On the one hand, mining companies in the mineral industry and public administration today face numerous and far-reaching challenges. Needs are increasing, values are changing, technologies are being overwhelmed, and the resource industry is experiencing a rupture, that calls into question its established practices. For some years now, companies have been subject to certain standards, and have implemented practices to minimise their environmental impact and pollution intrinsically caused by their operation and production systems. Currently, the main concerns companies face have been around relations with civil society, the impacts of digitalisation and automation, the optimisation of yields, the increase of production costs, the energy mix, and the future of staff. 

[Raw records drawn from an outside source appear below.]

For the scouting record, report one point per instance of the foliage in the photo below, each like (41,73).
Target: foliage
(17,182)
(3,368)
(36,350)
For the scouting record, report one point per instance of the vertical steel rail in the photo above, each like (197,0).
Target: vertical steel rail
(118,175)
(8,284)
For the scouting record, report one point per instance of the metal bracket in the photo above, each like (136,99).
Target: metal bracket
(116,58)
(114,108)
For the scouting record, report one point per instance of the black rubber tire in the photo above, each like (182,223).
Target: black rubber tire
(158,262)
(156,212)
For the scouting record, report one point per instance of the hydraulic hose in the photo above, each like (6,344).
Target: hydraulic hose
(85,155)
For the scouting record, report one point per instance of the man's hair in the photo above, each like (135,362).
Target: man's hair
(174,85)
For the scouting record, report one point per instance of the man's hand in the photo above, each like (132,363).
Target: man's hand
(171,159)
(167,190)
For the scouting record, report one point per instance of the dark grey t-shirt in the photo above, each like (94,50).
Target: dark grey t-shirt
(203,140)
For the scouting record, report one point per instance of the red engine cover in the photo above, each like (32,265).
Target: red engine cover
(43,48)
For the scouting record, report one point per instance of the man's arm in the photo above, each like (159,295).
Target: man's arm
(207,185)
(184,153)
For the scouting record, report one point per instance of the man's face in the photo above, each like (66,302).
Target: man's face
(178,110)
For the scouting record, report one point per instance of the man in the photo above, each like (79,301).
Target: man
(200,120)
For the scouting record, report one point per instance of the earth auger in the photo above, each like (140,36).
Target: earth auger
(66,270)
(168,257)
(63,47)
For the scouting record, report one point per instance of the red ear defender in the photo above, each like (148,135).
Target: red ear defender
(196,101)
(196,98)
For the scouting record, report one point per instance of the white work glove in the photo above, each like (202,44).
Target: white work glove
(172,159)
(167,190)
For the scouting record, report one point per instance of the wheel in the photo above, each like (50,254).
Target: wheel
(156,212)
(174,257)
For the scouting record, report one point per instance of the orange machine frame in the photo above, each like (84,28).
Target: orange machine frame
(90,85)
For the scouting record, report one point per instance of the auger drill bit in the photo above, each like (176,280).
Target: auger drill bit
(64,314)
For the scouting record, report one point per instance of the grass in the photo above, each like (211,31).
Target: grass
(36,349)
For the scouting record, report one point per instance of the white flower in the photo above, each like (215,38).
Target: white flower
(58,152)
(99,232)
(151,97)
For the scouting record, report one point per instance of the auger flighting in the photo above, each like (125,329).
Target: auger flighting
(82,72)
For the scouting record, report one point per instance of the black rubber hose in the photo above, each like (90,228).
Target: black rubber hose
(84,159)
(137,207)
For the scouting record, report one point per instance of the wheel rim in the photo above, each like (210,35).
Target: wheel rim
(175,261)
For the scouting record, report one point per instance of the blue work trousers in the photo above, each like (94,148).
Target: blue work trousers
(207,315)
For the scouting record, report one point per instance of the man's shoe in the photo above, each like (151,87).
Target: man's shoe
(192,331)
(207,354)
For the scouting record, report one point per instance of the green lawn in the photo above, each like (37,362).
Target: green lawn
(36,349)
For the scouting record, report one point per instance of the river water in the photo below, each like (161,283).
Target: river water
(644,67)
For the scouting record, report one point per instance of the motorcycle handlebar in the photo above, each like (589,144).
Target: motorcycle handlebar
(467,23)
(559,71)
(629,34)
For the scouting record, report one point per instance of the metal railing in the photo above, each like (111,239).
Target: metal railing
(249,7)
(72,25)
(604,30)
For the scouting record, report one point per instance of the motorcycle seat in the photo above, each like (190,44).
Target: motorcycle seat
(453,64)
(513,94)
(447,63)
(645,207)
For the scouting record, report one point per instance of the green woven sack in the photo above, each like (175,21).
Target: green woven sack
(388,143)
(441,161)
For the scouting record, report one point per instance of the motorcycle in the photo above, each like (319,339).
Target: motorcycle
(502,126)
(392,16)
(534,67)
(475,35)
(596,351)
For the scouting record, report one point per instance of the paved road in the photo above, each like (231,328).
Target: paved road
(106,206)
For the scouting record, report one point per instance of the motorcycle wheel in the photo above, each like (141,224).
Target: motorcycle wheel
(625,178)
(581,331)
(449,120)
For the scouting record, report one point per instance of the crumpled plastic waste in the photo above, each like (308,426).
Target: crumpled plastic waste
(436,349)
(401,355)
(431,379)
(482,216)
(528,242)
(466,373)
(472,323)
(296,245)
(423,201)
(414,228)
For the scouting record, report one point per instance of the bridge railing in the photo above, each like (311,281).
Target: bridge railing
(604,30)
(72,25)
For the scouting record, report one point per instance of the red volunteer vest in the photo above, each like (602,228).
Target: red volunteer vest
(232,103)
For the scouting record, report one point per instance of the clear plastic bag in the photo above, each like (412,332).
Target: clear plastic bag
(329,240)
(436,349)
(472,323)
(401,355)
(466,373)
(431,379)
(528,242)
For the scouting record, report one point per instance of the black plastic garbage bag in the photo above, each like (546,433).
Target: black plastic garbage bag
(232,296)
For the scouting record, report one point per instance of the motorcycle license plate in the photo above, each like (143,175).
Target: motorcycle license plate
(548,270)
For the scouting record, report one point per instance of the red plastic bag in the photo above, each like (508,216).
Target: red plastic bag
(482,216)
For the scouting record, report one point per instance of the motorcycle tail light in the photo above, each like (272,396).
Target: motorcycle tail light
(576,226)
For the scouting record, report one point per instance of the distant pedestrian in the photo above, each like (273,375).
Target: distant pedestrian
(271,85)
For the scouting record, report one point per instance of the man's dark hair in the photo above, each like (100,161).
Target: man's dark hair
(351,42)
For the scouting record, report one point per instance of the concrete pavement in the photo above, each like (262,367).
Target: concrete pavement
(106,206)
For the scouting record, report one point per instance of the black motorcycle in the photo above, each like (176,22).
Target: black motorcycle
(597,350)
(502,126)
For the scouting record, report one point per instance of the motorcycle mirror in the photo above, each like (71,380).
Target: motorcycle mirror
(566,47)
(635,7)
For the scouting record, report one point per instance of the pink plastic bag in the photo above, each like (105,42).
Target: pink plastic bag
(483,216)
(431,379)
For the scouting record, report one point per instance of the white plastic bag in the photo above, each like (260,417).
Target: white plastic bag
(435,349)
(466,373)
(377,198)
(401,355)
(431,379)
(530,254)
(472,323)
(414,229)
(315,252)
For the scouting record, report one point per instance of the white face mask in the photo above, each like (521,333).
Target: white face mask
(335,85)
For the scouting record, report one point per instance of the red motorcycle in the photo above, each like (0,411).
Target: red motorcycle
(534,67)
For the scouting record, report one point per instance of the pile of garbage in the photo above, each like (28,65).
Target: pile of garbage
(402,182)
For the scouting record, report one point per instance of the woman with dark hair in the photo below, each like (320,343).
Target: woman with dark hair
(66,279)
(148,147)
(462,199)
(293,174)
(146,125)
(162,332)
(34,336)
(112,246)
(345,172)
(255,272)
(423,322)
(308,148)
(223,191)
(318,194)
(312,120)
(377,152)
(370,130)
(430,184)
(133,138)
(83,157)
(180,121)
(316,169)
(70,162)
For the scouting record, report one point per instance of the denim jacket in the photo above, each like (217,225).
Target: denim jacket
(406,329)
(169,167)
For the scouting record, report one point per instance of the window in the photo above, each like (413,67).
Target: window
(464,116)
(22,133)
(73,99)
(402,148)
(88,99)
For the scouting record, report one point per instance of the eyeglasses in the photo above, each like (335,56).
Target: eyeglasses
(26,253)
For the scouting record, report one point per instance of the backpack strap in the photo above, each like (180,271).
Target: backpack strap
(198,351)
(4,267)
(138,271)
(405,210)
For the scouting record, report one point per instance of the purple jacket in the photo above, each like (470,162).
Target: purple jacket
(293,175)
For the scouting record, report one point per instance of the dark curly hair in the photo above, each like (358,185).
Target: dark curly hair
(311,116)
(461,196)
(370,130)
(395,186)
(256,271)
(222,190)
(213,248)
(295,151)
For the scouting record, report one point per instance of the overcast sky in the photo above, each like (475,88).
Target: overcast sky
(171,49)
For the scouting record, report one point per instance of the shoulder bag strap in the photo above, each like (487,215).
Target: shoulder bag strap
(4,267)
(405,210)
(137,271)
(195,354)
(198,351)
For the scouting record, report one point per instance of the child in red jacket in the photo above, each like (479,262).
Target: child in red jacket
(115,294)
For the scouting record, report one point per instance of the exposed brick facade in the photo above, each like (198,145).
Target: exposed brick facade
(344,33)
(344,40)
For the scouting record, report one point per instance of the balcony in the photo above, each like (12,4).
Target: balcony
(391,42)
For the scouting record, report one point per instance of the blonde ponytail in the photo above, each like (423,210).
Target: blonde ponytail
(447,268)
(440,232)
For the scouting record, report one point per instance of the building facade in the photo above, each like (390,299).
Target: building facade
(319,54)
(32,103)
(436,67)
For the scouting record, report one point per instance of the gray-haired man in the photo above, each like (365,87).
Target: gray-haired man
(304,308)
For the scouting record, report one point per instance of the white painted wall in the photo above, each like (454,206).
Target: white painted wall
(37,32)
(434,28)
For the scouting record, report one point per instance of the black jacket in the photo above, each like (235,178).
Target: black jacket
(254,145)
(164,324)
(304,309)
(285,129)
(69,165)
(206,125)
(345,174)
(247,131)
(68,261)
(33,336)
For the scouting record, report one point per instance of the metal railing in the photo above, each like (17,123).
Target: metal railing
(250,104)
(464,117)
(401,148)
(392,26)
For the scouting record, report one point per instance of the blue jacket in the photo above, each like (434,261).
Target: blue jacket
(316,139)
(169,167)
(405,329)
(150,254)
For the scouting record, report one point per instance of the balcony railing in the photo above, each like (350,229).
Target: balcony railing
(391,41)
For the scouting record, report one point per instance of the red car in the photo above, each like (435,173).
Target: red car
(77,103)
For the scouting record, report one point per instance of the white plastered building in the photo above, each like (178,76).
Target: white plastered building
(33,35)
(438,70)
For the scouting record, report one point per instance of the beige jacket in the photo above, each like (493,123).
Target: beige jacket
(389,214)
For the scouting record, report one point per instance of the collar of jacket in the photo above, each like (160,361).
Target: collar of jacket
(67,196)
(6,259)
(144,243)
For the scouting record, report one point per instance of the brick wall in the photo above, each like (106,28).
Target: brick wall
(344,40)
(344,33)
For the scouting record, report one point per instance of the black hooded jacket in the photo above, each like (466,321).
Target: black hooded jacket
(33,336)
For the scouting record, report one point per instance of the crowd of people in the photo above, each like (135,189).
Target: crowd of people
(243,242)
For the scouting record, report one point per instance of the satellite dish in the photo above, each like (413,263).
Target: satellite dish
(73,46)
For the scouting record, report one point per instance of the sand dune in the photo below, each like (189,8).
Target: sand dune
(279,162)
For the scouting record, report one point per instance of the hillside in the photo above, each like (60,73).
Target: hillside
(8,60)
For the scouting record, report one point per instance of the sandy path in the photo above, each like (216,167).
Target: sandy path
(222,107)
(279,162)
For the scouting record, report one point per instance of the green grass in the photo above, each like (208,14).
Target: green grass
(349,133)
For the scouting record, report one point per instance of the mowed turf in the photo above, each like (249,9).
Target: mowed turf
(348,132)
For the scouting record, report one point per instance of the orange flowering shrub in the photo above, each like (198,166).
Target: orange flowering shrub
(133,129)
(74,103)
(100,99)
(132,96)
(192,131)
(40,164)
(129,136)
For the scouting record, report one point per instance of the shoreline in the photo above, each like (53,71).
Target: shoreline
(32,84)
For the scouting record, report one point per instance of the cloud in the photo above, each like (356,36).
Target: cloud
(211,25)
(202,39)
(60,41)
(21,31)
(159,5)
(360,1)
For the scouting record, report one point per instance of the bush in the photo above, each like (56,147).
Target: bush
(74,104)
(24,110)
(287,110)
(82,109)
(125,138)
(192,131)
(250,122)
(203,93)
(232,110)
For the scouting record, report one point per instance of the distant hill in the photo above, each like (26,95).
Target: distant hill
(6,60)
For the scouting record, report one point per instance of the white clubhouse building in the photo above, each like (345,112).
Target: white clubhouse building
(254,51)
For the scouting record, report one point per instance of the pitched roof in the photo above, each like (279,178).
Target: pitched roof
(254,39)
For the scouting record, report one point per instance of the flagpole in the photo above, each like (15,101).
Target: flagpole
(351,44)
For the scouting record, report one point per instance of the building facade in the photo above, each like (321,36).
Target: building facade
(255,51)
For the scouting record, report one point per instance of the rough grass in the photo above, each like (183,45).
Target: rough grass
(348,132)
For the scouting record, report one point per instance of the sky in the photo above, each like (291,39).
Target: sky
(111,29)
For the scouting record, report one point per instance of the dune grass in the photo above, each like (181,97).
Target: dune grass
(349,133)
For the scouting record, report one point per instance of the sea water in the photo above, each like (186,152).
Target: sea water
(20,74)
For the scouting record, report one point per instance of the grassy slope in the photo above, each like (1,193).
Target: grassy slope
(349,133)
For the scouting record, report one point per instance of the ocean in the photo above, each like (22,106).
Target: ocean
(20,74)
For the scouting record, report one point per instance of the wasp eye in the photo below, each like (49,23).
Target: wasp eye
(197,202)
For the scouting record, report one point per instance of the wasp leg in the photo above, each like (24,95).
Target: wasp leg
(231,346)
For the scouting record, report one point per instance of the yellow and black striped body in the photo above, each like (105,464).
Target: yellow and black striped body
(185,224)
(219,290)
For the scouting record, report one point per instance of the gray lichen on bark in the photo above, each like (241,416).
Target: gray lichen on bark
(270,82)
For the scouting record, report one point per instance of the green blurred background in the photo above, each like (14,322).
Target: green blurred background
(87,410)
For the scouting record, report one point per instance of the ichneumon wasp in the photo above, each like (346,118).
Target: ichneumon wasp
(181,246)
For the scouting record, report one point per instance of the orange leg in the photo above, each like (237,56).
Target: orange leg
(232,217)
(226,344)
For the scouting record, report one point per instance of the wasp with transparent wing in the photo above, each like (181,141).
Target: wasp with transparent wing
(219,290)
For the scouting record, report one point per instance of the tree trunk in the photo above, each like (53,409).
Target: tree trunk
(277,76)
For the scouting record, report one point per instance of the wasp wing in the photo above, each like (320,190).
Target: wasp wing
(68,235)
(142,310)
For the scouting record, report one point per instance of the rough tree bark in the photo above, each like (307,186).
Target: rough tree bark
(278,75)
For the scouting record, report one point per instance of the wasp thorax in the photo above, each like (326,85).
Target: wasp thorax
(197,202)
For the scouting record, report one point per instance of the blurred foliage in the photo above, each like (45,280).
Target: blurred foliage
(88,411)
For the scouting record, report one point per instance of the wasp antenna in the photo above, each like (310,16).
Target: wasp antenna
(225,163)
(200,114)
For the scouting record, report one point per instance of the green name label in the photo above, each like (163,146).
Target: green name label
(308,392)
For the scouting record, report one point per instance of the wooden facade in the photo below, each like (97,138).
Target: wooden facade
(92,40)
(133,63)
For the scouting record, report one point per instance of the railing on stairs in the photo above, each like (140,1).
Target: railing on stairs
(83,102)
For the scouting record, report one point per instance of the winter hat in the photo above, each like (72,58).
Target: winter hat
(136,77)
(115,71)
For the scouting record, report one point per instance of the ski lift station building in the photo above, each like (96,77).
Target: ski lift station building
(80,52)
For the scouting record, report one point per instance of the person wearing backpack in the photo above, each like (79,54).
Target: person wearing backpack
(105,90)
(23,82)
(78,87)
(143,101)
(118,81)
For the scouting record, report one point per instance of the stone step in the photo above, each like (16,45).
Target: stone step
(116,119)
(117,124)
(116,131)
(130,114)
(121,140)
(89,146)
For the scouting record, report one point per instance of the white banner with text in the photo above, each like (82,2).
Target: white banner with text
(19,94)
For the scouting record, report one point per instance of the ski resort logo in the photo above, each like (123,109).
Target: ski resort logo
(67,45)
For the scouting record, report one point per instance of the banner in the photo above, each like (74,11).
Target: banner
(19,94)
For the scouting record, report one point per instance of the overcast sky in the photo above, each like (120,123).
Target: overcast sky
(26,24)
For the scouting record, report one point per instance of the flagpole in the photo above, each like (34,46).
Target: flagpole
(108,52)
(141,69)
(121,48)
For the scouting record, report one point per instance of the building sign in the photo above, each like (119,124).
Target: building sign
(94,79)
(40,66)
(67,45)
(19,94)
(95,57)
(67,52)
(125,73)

On the other hand, civil society and the groups derived from it are extremely vigilant with regards to the strategic choices made concerning mineral resources. In particular, they point to the aftermath of mining activities, and question the reality of promises of territorial development associated with exploration and exploitation projects.
In order to face these challenges, it is important to study and understand the interactions between the different players in a territory, so as to bring to light the pressures exerted on the entirety of the territory’s resources. It is equally relevant to consider the varying dynamics and their impacts which can affect the possible paths for the territory. This approach is vital in order to unite a territory project with a business project. The global and transversal consideration of these impacts should allow and support proposals of concrete actions, reaching all the way to changes of paradigms which will push the evolution of both territorial models and development models for the extractive sector and primary processing. 
The Mineral Industry & Territorial Dynamics Chair brings together the best French academic skills in the mineral industry field to support citizens, public authorities, research and training centres, and companies in their considerations of the choices linked to mining projects of mineral resources. The Chair is above operational issues. It offers an analysis of the debates and controversies linked to the exploration and exploitation of mineral resources.